Making the HttpMessageHandlerFactory in WCF Web Apis more DI friendly

The HttpMessageHandlerFactory shipped out of the box in the WCF Web Apis Preview 4 can only construct channels instances with a single argument in the constructor representing the inner channel in the pipeline.

public abstract class DelegatingChannel : HttpMessageChannel
{
    protected DelegatingChannel(HttpMessageChannel innerChannel);

This is the constructor that the factory always try to invoke by default. However, this approach does not work well when you need to inject some dependencies into the channels for doing some real work and making the channel more testable.

Going back to the example I shown a couple of weeks ago for doing a key validation, the key validator was an external dependency I had to inject into my channel.

public class ApiKeyVerificationChannel : DelegatingChannel
{
    public const string KeyHeaderName = "X-AuthKey";
 
    IKeyVerifier keyVerifier;
 
    public ApiKeyVerificationChannel(HttpMessageChannel innerChannel)
        : this(innerChannel, new KeyVerifier())
    {
    }
 
    public ApiKeyVerificationChannel(HttpMessageChannel innerChannel, IKeyVerifier keyVerifier)
        : base(innerChannel)
    {
        this.keyVerifier = keyVerifier;
    }

At that time, I just used a poor man DI solution for passing that dependency to the channel. The constructor invoked by the factory was creating an instance of the concrete implementation and passing that to the constructor receiving the dependency as an interface.

The good thing is that the HttpMessageHandlerFactory can be extended to support other strategies, so that’s what I am going to do as part of this post to show how the factory can be extended to inject any number of external dependencies into the channels.
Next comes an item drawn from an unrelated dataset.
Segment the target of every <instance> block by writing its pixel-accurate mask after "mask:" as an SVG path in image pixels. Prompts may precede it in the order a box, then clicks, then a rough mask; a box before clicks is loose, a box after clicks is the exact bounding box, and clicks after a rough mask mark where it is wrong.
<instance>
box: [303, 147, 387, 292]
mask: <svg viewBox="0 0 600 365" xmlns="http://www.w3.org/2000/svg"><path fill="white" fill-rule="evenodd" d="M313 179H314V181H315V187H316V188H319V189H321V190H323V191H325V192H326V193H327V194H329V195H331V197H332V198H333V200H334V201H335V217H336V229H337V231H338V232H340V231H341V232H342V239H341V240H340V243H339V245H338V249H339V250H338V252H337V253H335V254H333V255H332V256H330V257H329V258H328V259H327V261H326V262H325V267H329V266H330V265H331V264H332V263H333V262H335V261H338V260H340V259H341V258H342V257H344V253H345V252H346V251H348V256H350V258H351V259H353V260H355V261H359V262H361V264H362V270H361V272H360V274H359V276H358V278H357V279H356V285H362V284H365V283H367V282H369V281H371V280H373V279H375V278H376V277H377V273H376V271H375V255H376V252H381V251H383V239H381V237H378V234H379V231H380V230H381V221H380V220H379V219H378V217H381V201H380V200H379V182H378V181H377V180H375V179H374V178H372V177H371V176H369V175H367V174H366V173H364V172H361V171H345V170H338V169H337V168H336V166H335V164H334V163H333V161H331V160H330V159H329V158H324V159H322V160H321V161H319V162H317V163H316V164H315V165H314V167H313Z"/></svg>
public class CustomHttpMessageHandlerFactory : HttpMessageHandlerFactory
{
    Func<HttpMessageChannel, DelegatingChannel>[] factories;
 
    public CustomHttpMessageHandlerFactory()
        : base()
    {
    }
 
    public CustomHttpMessageHandlerFactory(params Func<HttpMessageChannel, DelegatingChannel>[] factories)
    {
        this.factories = factories;
    }
 
    protected override HttpMessageChannel OnCreate(HttpMessageChannel innerChannel)
    {
        if (innerChannel == null)
        {
            throw new ArgumentNullException("innerChannel");
        }
 
        HttpMessageChannel pipeline = innerChannel;
 
        foreach (var factory in this.factories)
        {
            pipeline = factory(innerChannel);
        }
 
        return pipeline;
    }
}

The trick here is to pass an array of Func delegates representing factories for the channels as part of the constructor, and override the OnCreate method to actually instantiate those channels with the delegates.

This makes possible to do things like the following to instantiate the channels as part of the configuration,

var keyVerifier = new KeyVerifier();
 
var config = HttpHostConfiguration.Create()
    .SetMessageHandlerFactory(new CustomHttpMessageHandlerFactory(innerChannel =>
        new ApiKeyVerificationChannel(innerChannel, keyVerifier)));
 
// setting up contacts services
RouteTable.Routes.MapServiceRoute<ContactsResource>("contacts", config);

As you can see, I am passing a lambda expression for instantiating the ApiKeyVerificationChannel with an existing IKeyVerifier instance. No need to use the Poor Man DI approach anymore Smile. You can also extend this example and resolve things like the IKeyVerifier from a service container, but I will let that part as homework for the reader.